Julien Scheibert (Centrale Lyon - CNRS)
Julien Scheibert is currently a senior researcher at the French National Center for Scientific Research (CNRS), hosted in the Tribology and System Dynamics Laboratory (LTDS) of École Centrale de Lyon. His research topics lie at the interface between physics and mechanics. During his PhD, he worked on human tactile perception, in particular on the role of fingerprints in the perception of fine textures. During his postdoc in CEA-Saclay, he investigated the fast rupture of brittle heterogeneous solids. Since then, his main focus has been on the dynamics of the onset of sliding along frictional contact interfaces between rough solids, using both experimental and numerical tools. Recently, he has pioneered the field of metainterfaces, which are engineered rough contacts with on-demand frictional properties.
Yon Visell (University of California, Santa Barbara)

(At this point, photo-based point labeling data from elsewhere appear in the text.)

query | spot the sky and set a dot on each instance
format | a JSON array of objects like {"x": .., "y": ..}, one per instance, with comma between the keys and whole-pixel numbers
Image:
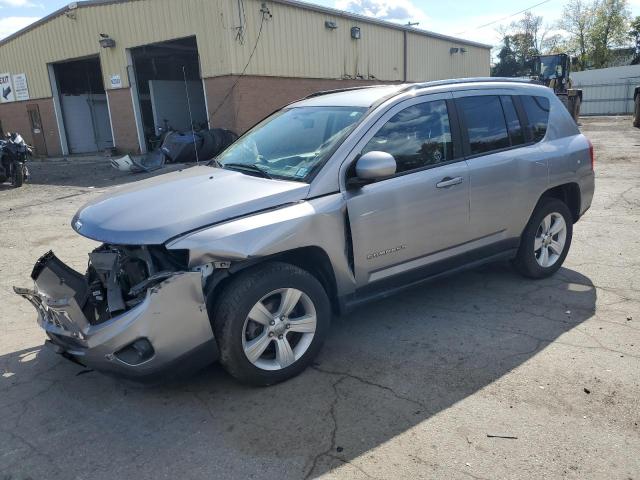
[{"x": 462, "y": 18}]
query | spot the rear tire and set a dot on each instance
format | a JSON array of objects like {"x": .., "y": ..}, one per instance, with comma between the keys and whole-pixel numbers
[
  {"x": 263, "y": 337},
  {"x": 546, "y": 239}
]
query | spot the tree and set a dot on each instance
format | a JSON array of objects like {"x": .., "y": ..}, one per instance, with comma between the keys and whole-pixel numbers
[
  {"x": 521, "y": 41},
  {"x": 577, "y": 20},
  {"x": 507, "y": 65},
  {"x": 594, "y": 29},
  {"x": 634, "y": 34},
  {"x": 609, "y": 29}
]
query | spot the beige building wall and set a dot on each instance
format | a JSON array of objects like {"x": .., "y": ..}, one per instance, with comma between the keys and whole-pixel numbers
[
  {"x": 294, "y": 43},
  {"x": 296, "y": 54}
]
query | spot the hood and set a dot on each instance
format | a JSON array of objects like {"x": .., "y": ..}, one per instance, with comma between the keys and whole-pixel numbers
[{"x": 152, "y": 211}]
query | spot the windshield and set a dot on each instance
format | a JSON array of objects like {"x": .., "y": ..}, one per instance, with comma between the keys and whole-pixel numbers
[
  {"x": 550, "y": 67},
  {"x": 292, "y": 143}
]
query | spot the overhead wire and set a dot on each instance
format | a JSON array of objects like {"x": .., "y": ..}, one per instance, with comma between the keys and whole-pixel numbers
[
  {"x": 253, "y": 51},
  {"x": 503, "y": 18}
]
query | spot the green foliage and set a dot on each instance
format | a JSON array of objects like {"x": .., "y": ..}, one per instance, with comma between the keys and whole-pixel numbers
[{"x": 592, "y": 32}]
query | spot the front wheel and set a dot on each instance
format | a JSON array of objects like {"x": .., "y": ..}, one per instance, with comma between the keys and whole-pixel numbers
[
  {"x": 270, "y": 323},
  {"x": 546, "y": 240},
  {"x": 18, "y": 175}
]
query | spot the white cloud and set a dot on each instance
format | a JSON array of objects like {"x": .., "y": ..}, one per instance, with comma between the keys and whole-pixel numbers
[
  {"x": 399, "y": 11},
  {"x": 18, "y": 3},
  {"x": 9, "y": 25}
]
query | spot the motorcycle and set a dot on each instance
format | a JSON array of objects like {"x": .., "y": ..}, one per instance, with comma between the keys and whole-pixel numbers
[{"x": 14, "y": 152}]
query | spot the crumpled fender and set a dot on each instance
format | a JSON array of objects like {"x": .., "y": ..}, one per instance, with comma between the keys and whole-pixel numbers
[{"x": 319, "y": 222}]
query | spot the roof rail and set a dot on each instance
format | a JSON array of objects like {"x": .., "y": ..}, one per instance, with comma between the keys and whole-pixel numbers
[
  {"x": 453, "y": 81},
  {"x": 406, "y": 87},
  {"x": 340, "y": 90}
]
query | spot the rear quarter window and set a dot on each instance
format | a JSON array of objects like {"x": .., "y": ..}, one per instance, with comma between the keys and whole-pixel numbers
[
  {"x": 485, "y": 123},
  {"x": 537, "y": 110}
]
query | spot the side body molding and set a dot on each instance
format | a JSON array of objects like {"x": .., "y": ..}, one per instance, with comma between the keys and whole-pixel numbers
[{"x": 312, "y": 223}]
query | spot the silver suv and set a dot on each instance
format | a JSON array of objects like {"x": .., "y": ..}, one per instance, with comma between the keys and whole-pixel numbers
[{"x": 332, "y": 201}]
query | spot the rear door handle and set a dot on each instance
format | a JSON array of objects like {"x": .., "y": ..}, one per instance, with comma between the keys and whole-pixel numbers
[{"x": 449, "y": 182}]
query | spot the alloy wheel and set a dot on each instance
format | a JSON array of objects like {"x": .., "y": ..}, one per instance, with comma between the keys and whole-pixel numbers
[
  {"x": 279, "y": 329},
  {"x": 550, "y": 239}
]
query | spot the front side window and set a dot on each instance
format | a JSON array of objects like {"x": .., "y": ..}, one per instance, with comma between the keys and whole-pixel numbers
[
  {"x": 419, "y": 136},
  {"x": 291, "y": 144},
  {"x": 537, "y": 109},
  {"x": 485, "y": 123},
  {"x": 516, "y": 133}
]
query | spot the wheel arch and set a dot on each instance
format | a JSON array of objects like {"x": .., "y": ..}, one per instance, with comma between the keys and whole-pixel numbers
[{"x": 569, "y": 193}]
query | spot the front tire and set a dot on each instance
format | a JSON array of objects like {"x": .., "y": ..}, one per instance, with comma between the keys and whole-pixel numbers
[
  {"x": 18, "y": 175},
  {"x": 546, "y": 239},
  {"x": 270, "y": 322}
]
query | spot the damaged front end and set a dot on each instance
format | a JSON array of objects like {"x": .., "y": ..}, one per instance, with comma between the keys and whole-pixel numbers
[{"x": 138, "y": 311}]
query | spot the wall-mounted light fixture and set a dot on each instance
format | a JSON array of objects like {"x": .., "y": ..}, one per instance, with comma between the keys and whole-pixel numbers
[{"x": 106, "y": 41}]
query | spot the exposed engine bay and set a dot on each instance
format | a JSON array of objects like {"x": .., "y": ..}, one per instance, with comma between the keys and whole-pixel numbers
[
  {"x": 137, "y": 311},
  {"x": 118, "y": 277}
]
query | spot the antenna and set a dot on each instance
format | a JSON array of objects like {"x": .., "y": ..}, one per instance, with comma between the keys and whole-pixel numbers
[{"x": 193, "y": 133}]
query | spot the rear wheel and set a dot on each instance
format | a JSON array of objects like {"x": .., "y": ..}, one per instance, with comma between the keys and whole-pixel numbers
[
  {"x": 546, "y": 239},
  {"x": 270, "y": 323}
]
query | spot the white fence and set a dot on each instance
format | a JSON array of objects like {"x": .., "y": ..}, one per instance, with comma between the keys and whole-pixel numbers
[{"x": 607, "y": 91}]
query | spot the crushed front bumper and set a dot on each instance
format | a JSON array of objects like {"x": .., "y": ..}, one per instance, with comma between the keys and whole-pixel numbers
[{"x": 168, "y": 331}]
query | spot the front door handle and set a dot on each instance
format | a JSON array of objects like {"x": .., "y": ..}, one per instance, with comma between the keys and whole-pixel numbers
[{"x": 449, "y": 182}]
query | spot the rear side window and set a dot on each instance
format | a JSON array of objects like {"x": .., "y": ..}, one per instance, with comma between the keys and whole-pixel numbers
[
  {"x": 537, "y": 109},
  {"x": 419, "y": 136},
  {"x": 485, "y": 123},
  {"x": 516, "y": 133}
]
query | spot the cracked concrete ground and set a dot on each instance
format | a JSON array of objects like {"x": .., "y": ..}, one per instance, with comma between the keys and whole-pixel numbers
[{"x": 407, "y": 387}]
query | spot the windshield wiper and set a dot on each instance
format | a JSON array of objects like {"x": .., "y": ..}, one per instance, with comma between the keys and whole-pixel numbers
[{"x": 251, "y": 167}]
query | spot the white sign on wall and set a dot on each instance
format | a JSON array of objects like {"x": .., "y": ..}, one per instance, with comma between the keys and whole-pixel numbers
[
  {"x": 21, "y": 90},
  {"x": 116, "y": 81},
  {"x": 6, "y": 88}
]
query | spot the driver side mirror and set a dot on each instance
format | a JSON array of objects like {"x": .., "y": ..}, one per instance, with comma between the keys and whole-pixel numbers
[{"x": 375, "y": 166}]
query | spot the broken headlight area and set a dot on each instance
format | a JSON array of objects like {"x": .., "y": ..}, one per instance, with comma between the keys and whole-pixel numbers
[{"x": 118, "y": 277}]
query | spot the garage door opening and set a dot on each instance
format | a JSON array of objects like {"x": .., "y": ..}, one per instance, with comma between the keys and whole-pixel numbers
[
  {"x": 83, "y": 101},
  {"x": 170, "y": 88}
]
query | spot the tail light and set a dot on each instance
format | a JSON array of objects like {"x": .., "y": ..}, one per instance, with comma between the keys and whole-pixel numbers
[{"x": 592, "y": 155}]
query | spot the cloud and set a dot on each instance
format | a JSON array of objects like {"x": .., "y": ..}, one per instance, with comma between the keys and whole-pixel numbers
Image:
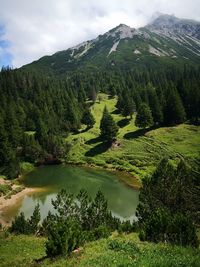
[{"x": 37, "y": 28}]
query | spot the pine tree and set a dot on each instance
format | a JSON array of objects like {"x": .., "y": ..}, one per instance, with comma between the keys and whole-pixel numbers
[
  {"x": 174, "y": 112},
  {"x": 144, "y": 116},
  {"x": 88, "y": 119},
  {"x": 108, "y": 127}
]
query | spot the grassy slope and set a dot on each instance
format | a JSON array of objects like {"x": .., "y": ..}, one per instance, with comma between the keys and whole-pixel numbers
[
  {"x": 23, "y": 250},
  {"x": 139, "y": 152}
]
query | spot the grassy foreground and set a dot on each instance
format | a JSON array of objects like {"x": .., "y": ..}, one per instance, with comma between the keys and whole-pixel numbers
[
  {"x": 139, "y": 150},
  {"x": 118, "y": 250}
]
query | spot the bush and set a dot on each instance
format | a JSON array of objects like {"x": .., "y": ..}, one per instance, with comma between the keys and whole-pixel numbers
[
  {"x": 128, "y": 247},
  {"x": 22, "y": 226}
]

Yon Visell is Associate Professor at the University of California, Santa Barbara, in the Biological Engineering Program, Department of Mechanical Engineering, Department of Electrical and Computer Engineering (by courtesy), and Media Arts and Technology Program (by courtesy). His academic interests include haptics, soft robotics, emerging material technologies, and applied physics. He received the Ph.D. in Electrical and Computer Engineering from McGill University, and was a postdoc at the Institute for Intelligent Systems and Robotics Sorbonne University. His prior degrees are in physics. Prior to his PhD, Visell spent several years outside of academia, working on machine learning for speech recognition, audio signal processing, and interactive art and architecture. Dr. Visell has published more than 85 scientific works. His lab has received a half-dozen awards and many more honorable mentions for work presented at prominent academic conferences. Visell received a Google Faculty Research Award in 2016, a Hellman Family Foundation Faculty Fellowship in 2017, and a US National Science Foundation CAREER award in 2018. Visell served as General Co-Chair of the 2022 and 2024 IEEE Haptics Symposium.